The project will start later this summer and is expected to take three years. Its cost is estimated at $27.6 million, making it the most expensive landfill cleanup in the history of Minnesota's landfill remediation program.

From 1969 to 1975, Ramsey and Washington counties used the 35-acre landfill, in Lake Elmo, as a garbage disposal site.

3M Co. also used the site to legally dump materials, including the chemical PFBA, a coatings compound used in photographic films and other products.

In the past year or so, the Minnesota Pollution Control Agency (MPCA) has been weighing several options to clean up the site.

Recently, agency officials chose the dig-and-line approach, over the objections of some Lake Elmo citizens and city leaders. They had lobbied for removing the waste permanently, either by hauling it away in trucks to a different landfill or by incinerating it on site using a futuristic technology called plasma-torch incineration.

"I know some people may be disappointed," said state Sen. Kathy Saltzman, DFL-Woodbury, who co-authored legislation last session that secured $25 million in revenue bonds for cleanup of four landfills, including the Washington County landfill.

In addition, 3M has agreed to contribute $8 million.

"The cost of moving a landfill of that size could obviously be done at some point, but it may have taken years to secure the funding," she said. "It came to a point of balance, of making sure this issue was addressed as quickly as possible."

State Rep. Julie Bunn, DFL-Lake Elmo, the other co-author, said a provision in the law requires the MPCA to use a triple liner in the landfill for added protection against leakage.

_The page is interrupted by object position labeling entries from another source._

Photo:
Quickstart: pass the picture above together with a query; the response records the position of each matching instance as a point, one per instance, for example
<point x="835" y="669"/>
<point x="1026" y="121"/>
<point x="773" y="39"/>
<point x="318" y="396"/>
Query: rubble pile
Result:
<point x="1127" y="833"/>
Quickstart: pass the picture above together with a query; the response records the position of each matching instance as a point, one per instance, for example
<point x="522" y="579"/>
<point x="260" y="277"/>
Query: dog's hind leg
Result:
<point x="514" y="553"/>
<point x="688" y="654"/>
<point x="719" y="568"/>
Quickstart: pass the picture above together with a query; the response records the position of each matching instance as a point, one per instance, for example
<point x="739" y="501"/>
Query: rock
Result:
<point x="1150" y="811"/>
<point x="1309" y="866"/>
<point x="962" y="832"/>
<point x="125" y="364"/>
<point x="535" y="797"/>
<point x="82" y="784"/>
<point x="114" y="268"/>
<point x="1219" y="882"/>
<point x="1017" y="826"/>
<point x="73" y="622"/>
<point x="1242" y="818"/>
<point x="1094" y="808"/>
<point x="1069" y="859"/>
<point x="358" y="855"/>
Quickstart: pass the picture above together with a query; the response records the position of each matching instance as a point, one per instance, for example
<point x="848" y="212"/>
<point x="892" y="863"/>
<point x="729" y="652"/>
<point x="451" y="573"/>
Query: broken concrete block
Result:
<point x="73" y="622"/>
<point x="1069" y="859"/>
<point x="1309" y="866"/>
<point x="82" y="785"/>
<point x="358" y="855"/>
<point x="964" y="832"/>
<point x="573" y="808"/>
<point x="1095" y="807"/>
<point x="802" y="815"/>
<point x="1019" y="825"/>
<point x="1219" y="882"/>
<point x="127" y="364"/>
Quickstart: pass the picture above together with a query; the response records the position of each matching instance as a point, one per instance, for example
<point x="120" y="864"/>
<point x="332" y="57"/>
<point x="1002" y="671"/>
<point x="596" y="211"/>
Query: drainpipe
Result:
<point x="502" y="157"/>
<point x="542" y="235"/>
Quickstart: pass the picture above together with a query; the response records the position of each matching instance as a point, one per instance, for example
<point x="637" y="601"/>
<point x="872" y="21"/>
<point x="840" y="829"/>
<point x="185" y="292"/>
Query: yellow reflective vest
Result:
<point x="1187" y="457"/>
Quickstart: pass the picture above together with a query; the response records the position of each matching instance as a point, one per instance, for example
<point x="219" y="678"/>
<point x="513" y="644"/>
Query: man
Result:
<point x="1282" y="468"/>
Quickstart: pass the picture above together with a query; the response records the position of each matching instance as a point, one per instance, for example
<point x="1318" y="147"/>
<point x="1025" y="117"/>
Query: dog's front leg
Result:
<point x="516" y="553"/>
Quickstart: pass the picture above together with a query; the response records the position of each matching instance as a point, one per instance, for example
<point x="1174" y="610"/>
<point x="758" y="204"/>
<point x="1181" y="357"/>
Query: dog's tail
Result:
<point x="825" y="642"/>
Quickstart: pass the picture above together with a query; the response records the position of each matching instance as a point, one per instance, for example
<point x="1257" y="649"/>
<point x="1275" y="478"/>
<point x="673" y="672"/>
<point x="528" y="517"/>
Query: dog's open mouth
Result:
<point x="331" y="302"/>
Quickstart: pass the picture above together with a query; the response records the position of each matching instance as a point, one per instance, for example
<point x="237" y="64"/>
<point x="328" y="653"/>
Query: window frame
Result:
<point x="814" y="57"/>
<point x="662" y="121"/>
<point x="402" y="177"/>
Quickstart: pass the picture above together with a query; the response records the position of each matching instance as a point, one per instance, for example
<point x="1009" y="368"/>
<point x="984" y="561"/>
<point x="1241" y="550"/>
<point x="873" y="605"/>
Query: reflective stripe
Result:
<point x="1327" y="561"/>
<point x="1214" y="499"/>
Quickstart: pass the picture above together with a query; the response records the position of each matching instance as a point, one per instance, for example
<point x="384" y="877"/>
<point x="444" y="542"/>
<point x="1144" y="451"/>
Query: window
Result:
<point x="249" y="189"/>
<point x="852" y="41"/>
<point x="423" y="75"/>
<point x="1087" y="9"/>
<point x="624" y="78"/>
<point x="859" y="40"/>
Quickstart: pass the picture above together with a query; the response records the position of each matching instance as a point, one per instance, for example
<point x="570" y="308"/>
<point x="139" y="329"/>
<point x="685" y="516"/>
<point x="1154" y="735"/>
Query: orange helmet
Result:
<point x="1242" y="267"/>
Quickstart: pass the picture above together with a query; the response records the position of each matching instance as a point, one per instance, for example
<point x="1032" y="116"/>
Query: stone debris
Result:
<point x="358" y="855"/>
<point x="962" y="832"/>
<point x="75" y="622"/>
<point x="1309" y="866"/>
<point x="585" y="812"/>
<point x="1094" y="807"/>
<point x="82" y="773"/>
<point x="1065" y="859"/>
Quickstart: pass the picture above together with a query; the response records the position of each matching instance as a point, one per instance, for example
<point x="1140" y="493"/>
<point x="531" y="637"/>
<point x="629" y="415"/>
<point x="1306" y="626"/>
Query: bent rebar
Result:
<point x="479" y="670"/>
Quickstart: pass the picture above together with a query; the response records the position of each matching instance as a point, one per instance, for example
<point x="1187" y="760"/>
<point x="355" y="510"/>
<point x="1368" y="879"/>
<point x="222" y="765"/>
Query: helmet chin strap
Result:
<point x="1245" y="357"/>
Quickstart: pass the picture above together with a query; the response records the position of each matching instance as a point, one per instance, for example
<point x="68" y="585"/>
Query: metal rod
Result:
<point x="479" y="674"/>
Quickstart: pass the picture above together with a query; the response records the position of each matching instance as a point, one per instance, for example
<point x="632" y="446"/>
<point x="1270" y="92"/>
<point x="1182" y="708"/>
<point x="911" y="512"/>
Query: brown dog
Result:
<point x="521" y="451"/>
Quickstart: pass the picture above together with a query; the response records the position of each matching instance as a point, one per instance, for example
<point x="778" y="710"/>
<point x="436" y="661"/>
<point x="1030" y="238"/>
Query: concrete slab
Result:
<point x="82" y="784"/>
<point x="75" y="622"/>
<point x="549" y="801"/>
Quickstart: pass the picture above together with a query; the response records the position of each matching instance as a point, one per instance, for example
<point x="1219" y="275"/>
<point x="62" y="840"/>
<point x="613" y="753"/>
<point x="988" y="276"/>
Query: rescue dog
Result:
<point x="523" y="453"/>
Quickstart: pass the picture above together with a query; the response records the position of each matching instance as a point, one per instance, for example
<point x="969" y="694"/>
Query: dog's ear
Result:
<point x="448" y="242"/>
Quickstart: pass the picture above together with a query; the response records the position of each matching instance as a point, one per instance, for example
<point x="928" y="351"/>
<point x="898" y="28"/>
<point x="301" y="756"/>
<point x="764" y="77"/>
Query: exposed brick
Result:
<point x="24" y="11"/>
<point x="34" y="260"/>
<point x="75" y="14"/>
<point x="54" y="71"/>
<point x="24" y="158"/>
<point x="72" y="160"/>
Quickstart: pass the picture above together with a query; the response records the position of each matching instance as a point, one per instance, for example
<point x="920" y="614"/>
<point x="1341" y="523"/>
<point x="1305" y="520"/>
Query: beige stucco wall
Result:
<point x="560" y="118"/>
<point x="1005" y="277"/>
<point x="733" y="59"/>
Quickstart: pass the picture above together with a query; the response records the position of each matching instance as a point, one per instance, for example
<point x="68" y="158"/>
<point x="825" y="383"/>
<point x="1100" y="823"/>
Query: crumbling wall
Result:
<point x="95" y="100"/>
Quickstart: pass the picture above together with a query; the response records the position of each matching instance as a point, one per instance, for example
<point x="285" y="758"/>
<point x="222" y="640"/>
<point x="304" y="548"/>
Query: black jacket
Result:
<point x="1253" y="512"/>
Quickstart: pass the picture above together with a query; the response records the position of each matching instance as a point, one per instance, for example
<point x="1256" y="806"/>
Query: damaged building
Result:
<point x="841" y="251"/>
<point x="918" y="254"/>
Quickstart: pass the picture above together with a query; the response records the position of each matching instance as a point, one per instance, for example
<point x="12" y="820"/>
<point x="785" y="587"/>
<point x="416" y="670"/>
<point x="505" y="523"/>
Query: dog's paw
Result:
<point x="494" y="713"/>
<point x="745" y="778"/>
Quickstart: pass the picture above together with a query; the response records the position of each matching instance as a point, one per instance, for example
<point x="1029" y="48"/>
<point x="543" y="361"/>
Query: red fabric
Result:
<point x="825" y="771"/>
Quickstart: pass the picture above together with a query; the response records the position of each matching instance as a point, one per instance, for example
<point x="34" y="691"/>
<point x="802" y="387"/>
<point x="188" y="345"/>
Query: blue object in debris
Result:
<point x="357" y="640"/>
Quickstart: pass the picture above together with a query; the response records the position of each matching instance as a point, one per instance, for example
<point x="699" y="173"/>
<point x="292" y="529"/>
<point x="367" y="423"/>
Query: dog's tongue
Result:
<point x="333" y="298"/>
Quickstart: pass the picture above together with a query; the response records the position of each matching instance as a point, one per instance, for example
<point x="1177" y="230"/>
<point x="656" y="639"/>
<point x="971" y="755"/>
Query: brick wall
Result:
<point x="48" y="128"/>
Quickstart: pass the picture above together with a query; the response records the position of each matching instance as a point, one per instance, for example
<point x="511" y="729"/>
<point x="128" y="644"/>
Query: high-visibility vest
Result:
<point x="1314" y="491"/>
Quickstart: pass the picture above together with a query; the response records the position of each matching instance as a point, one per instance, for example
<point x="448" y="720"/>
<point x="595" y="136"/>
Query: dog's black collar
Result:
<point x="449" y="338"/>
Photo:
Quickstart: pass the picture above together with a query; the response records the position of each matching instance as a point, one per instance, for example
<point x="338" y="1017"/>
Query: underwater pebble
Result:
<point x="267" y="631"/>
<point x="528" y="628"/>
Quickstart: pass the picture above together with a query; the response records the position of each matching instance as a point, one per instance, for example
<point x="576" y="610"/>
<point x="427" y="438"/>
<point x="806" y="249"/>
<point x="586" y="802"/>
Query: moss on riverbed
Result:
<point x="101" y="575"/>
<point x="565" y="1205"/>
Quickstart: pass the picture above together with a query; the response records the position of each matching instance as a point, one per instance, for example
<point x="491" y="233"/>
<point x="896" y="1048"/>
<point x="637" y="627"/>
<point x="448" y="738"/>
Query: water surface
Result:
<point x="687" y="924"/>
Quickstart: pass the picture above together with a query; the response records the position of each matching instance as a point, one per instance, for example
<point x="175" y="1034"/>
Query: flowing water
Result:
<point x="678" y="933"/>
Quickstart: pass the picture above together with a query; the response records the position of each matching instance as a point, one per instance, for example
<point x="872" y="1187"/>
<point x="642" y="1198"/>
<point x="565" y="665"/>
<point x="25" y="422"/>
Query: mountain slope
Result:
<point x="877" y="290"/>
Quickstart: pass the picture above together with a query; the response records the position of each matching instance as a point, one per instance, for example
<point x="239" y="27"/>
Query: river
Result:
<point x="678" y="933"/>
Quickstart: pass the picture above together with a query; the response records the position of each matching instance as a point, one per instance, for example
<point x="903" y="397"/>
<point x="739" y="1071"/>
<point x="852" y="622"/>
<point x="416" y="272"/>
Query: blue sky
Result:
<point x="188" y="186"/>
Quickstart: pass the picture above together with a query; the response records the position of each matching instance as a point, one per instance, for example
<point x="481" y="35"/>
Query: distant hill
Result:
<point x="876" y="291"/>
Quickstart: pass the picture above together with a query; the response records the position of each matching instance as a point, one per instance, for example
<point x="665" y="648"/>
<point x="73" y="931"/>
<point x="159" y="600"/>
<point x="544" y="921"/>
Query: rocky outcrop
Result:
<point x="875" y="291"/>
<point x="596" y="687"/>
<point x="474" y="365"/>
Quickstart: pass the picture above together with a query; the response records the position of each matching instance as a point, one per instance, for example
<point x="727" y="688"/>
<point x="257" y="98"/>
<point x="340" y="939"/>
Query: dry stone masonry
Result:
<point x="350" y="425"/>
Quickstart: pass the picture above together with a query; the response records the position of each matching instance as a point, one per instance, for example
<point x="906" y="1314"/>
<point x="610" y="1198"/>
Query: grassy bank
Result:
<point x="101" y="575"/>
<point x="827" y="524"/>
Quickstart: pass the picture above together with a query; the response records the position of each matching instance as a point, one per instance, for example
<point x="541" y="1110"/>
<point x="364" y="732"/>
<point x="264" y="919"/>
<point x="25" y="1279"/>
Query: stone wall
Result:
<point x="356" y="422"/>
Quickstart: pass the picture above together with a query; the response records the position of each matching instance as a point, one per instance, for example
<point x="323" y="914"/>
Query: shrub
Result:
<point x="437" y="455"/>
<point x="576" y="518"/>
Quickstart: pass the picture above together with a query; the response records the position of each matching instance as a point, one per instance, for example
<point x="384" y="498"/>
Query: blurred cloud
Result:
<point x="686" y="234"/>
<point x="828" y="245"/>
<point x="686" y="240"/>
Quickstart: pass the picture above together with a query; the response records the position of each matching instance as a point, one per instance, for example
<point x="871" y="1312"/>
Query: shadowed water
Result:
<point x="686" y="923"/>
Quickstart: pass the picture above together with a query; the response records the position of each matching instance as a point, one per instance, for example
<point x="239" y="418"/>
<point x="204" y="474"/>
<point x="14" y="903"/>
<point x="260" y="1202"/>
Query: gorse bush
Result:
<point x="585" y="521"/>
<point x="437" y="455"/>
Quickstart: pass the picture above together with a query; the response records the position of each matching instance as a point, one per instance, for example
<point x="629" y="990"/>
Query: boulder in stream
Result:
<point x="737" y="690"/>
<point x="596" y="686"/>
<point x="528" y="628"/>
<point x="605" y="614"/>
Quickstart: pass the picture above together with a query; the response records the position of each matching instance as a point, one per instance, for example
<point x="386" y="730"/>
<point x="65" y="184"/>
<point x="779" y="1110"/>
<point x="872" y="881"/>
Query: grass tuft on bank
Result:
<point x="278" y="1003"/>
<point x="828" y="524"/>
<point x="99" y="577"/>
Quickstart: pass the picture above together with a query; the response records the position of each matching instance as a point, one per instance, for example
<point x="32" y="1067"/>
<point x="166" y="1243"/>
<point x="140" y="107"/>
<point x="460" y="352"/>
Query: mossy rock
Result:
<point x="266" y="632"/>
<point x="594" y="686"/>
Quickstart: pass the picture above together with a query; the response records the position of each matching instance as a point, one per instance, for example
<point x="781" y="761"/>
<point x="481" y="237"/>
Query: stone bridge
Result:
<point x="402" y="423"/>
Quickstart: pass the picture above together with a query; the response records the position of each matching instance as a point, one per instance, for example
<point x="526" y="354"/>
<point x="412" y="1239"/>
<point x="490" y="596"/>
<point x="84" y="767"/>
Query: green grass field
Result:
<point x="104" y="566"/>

Right now, the landfill is covered but not lined, said Peter Tiffany, a senior engineer with the MPCA. Typically, the agency uses a double-layer lining.

Tiffany said the cleanup will be in three phases. The plan is to first dig a hole into fresh soil and start installing a liner. Then workers will move the waste from the existing landfill into that liner. The waste that has just been removed will free up more land in the landfill and an additional liner will be installed, and more waste will then be removed.

The triple liner will be made of the same kind of material as a garbage bag, but much thicker, Tiffany said. In between each layer, there will be a drainage system.

"This is by far the biggest project we've done," he said.